These examples provide concrete examples to leverage slime in your own RL workflow. Some examples are just demonstrative, but most of them are verifiable with a concrete performance score.
- eval_multi_task: Example for supporting evaluation multiple tasks with different configs.
- fully_async: Demonstrates fully asynchronous rollout generation for higher efficiency.
- geo3k_vlm: Training VLMs with FSDP on a single-turn reasoning task using GRPO on the GEO3K dataset.
- geo3k_vlm_multi_turn: VLM multi-turn training (FSDP backend) on Geo3k dataset.
- low_precision: Examples of FP8 training and inference for improved throughput and stability.
- multi_agent: Example of running multi-agent RL with
slime. - on_policy_distillation: Example implementation for on-policy distillation, extending the reinforcement learning pipeline to support teacher–student distillation directly within on-policy training.
- reproducibility: Guides on achieving bitwise experiment reproduction using deterministic modes.
- retool: Demonstrates the retool functionality for tool-enabled language model generation.
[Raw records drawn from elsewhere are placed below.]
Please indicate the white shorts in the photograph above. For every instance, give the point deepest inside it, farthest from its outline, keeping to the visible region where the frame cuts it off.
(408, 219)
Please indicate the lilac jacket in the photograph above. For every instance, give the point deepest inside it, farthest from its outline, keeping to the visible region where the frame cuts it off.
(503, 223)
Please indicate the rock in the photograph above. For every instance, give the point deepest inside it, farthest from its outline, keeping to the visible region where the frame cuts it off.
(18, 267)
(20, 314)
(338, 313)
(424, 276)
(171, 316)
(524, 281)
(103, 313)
- search-r1: A minimal reproduction of Search-R1, featuring multi-turn conversation and tool-calling.
- strands-agents: Integration example with the Strands-Agents scaffolding framework.
- tau-bench: Training in an agentic multi-turn tool use environment (Tau-bench).
- train_infer_mismatch_helper: Algorithmic methods for rollout correction (e.g., TIS, MIS).
- true_on_policy: Ensures strictly equal log probabilities between inference (SGLang) and training engines.
- true_on_policy_vlm: "True On-Policy" training demonstration for VLM (Qwen3-VL).